Un refus de scolariser des enfants du voyage qui coûte cher

Clément Solym - 19.08.2009

Edition - Société - condamnation - refus - scolarisation


A la rentrée 2008, le maire de Tomblaine (Meurthe-et-Moselle) avait refusé l’inscription en école primaire de deux enfants du voyage. Motif invoqué par le représentant de l’Etat : la famille se trouvait sur une aire de stationnement qui avait été fermée. Les parents des deux enfants ne pouvaient donc plus, en théorie, justifier d’une adresse sur la commune. En février 2009, un troisième enfant s’était retrouvé dans la même situation.

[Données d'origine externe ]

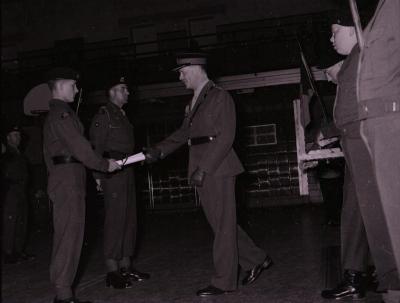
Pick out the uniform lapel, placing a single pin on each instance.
(200, 99)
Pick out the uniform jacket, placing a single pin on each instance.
(213, 115)
(63, 136)
(379, 65)
(111, 133)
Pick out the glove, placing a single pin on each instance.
(197, 178)
(152, 154)
(113, 165)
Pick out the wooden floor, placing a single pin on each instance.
(175, 247)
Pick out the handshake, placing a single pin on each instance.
(153, 154)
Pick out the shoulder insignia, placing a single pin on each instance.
(102, 110)
(65, 115)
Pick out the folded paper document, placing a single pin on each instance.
(131, 159)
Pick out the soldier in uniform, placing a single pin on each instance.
(111, 134)
(209, 130)
(354, 244)
(362, 170)
(14, 181)
(378, 78)
(66, 153)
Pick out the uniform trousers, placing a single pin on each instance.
(362, 172)
(354, 243)
(232, 246)
(67, 189)
(120, 223)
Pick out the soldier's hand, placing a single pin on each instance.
(152, 154)
(197, 178)
(99, 188)
(113, 165)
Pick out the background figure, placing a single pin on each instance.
(354, 244)
(14, 183)
(112, 136)
(66, 153)
(209, 130)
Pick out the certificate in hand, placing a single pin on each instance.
(132, 159)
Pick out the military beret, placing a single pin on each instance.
(7, 129)
(190, 58)
(342, 17)
(59, 73)
(115, 80)
(12, 128)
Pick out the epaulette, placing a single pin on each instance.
(187, 110)
(65, 115)
(103, 110)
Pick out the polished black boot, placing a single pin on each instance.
(256, 271)
(115, 280)
(353, 286)
(133, 274)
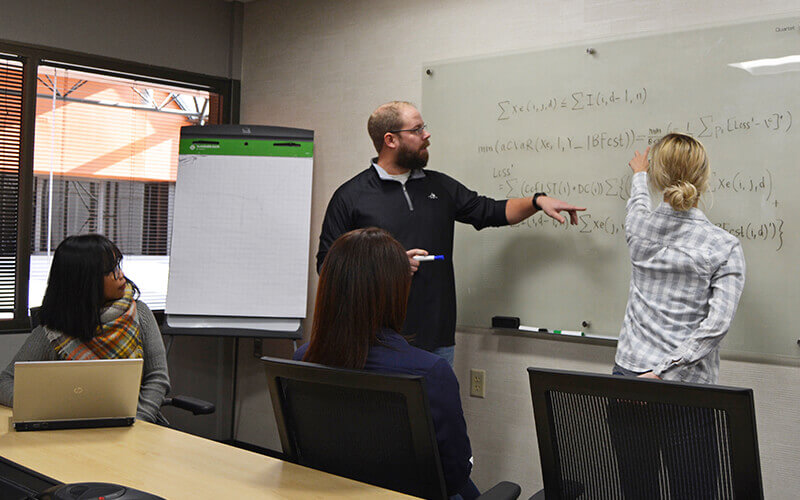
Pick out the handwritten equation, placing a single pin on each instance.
(619, 187)
(613, 187)
(768, 232)
(741, 182)
(703, 127)
(574, 101)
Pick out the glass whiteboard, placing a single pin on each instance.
(566, 121)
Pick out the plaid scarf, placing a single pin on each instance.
(117, 336)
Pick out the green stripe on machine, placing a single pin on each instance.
(246, 147)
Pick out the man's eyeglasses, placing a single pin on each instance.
(420, 131)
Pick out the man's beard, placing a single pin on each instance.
(412, 160)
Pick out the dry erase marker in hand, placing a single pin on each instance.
(426, 258)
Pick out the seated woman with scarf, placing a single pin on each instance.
(90, 311)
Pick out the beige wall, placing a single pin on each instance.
(190, 35)
(326, 65)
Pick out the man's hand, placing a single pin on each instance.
(414, 263)
(552, 207)
(639, 163)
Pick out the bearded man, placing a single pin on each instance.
(419, 208)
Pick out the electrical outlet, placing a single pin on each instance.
(477, 383)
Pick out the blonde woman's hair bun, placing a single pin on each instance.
(681, 196)
(680, 169)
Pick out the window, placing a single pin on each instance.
(105, 161)
(90, 144)
(10, 154)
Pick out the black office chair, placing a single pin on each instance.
(602, 436)
(374, 428)
(188, 403)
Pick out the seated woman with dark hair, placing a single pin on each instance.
(361, 305)
(90, 311)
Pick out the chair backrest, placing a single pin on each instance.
(374, 428)
(604, 436)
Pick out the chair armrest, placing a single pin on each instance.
(504, 490)
(194, 405)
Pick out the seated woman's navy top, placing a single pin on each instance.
(395, 355)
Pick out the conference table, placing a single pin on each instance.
(171, 464)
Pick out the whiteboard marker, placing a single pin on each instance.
(426, 258)
(532, 328)
(569, 332)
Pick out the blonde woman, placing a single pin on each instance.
(686, 281)
(687, 274)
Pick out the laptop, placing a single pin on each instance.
(75, 394)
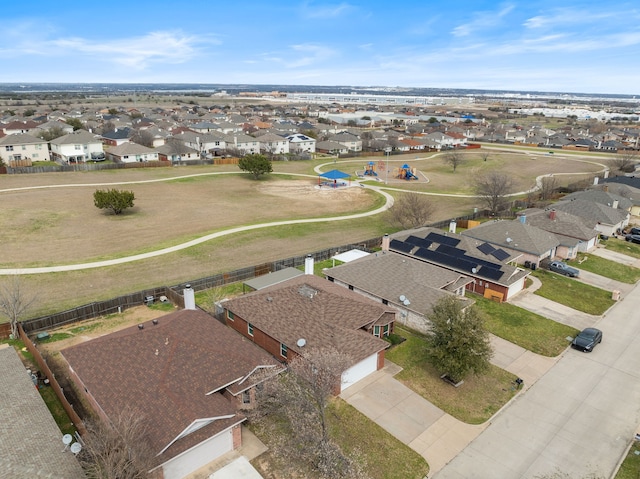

Saisie de l’affaire, la Haute autorité de lutte contre les discriminations et pour l’égalité (HALDE) s’était fermement opposée à la décision du maire, demandant la scolarisation des enfants au sein de l’école de la commune de Tomblaine.

Le tribunal correctionnel de Nancy est allé bien plus loin, condamnant le maire à verser 500 euros de dommages et intérêts aux familles ainsi que 250 euros par enfant. Des peines pénales pourront être prononcées dans le courant du mois d’octobre. En attendant, le maire s’est engagé à scolariser les enfants à la rentrée 2009.